Gone Coastal

Monday, January 26, 2009

around the next bend

I should really learn to keep my mouth shut sometimes. In a previous post, I took you all on a ride with a roller coaster metaphor. I talked about what might come next, around that next bend. I left the door wide open with "something crazy and unexpected."
I definitely didn't expect what came Saturday morning. The Bear was working for the morning, and I was wandering through a typical morning with the kids, with wake ups, changes and food. Weighing out the options for what to do with the day, store run, library or pool. At some point, I recognized a slight feeling of uneasiness, not entirely unfamiliar on days when I know I've got the kids for the full day. Generally, this feeling translates to a little less patience with any testing by the kids, but the kids were pretty content.
But, that morning, the uneasiness took on a life of its own. I felt it building up, and I decided it would be a good time to take the kids and dogs for a walk. But long before it got there, it escalated to something I've never experienced. An anxiety attack. Crazy and unexpected. I didn't know what was happening or how far this might go. I was terrified that I couldn't do anything for the kids if they needed me. It was everything I could do to keep breathing. I called my two childcare options, but nobody answered. I called the Bear to let him know. And with much struggle, I got the kids haphazardly bundled into the stroller and we were out of the house.
The attack, which lasted probably 45 minutes, had started to subside a bit by the time I got out the door, and tapered off as I pushed around the block a few times, checking known neighbours' windows for signs of someone who'd be up and able to help. When I got back, I tried my daycare backup again, and she was home, so I went there with the kids, stayed for awhile until the Bear was home, and then left the kids with her for most of the day.
In talking with a few people, I've learned that mine was probably only a moderate attack, but it was quite terrifying enough. Seriously, it ranked up there with being screamed at by the angry schizophrenic with a roofing hatchet in hand.

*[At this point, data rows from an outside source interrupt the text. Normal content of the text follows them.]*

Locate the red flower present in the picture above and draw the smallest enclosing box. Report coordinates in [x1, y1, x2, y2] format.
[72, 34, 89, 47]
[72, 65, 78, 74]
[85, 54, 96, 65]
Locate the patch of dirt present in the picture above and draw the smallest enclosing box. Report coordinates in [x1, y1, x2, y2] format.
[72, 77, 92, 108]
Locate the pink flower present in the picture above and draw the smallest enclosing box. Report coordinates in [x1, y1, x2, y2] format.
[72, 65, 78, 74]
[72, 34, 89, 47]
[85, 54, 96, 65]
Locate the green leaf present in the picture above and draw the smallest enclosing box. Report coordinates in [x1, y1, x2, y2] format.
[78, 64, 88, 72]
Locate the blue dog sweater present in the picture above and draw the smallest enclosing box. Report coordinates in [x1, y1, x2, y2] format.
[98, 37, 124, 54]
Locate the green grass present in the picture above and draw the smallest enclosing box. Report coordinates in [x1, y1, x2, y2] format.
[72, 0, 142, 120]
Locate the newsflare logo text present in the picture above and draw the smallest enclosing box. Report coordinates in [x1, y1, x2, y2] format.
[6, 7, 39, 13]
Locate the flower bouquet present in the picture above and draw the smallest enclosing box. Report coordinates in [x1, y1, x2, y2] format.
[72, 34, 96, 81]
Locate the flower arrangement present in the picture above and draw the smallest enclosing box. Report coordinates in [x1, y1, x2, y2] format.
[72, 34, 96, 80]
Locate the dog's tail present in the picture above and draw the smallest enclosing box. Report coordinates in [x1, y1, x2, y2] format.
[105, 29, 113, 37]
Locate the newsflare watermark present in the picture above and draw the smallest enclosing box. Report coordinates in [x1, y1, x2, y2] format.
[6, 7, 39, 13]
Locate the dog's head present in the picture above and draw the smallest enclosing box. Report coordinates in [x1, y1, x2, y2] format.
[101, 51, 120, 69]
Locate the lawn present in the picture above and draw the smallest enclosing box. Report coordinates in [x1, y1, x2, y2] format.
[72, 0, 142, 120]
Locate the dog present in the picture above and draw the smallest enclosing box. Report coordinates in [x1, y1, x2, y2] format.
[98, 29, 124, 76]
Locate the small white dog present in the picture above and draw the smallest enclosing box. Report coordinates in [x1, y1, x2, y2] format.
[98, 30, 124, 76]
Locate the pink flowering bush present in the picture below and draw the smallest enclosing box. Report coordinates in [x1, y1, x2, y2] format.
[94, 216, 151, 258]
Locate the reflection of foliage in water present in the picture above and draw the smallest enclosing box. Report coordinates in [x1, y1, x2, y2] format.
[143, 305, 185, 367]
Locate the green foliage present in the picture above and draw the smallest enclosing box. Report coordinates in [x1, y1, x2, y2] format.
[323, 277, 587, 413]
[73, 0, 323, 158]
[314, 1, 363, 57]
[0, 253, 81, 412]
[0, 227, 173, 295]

When I came home Saturday, one of my urges was to blog it all, raw and real, as soon as possible, as it was such a strange, but internal, experience that I was afraid that if I didn't put it out there it would fade and I would be questioning if it really happened. I wasn't too far off, as within a few hours, my recollection was vague and fuzzy. But it did happen. And I'm looking into what I can do to reduce the odds of it happening again, as well as preparing myself to better deal with it if and when it does.
The kids are sick, and home with me again today, but I know if anything should come up today, daycare is just down the street. Writing about this has made me a little jumpy, but I needed to do it. I'm going to sign off now, and have some juice and a few deep breaths before I check on the kids again.